Oro zecchino

di Francesco Tavnti

Moscato, Vinsanto, caramelle Rossana. Foto varie di famiglia. Album. Serviti di piatti, bicchieri e posate. Nei cassetti tovaglie e tovaglioli. Gondole che cambiano colore al variare della temperatura, bomboniere di ceramica e silver, ninnoli vari. Provenienza matrimonio, sacramenti, gite parrocchiali. Un carillon che suonava la domenica pomeriggio all’arrivo dei parenti. Una stanza buia e fredda. Mia nonna apriva gli scuri delle imposte e faceva ruotare la manopola dei termosifoni. Dietro entravo anch’io in quel mondo immobile di circostanza. Doveva essere così, surrealmente ordinato, formalmente freddo, pronto per mostrare il lato migliore della casa. Scevro dalla quotidianità. Approdo e permanenza, mentre si aggiornavano convenevolmente dei parenti non convenuti.
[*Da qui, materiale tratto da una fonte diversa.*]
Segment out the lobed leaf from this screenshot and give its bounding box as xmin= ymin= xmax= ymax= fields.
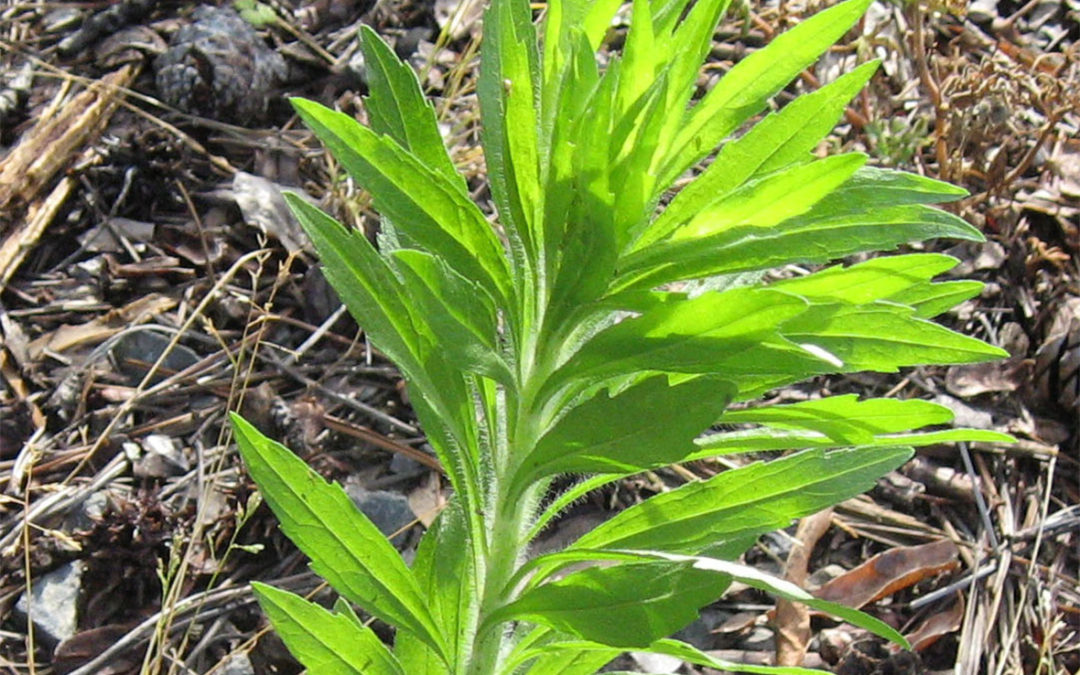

L’odore stantio di dolciumi e liquori ossidati è stampato nelle mie papille mentre scrivo. Inspirando posso entrarvi, girandomi intorno osservare ciascuna cosa al suo posto. Sentire un brivido di freddo e paura del buio, nell’intervallo che intercorreva fra l’aprire la porta e giungere con la mano fino all’interruttore. Era una stanza nostalgica, dove ripercorrere le tappe che contavano della famiglia riunita. Spesso scandite dalle cerimonie religiose. Non lo tradivano foto di gruppo. Giacche dalle spalle troppo grandi per lui, vestaglietta o gonna e camicia a seconda dell’età per lei. Oro zecchino, raccontato compulsivamente, ad ornare il servito buono. Era la Sala. La si era allestita secondo il modello americano degli anni ’50, adeguandola alla nostra cultura prossima contadina. Anche i centrini, permeabili alla polvere, ricoprivano ripiani di ogni genere e forma. Frutto del suo lavoro capace e rilassante, dopo aver rigovernato, prima di coricarsi.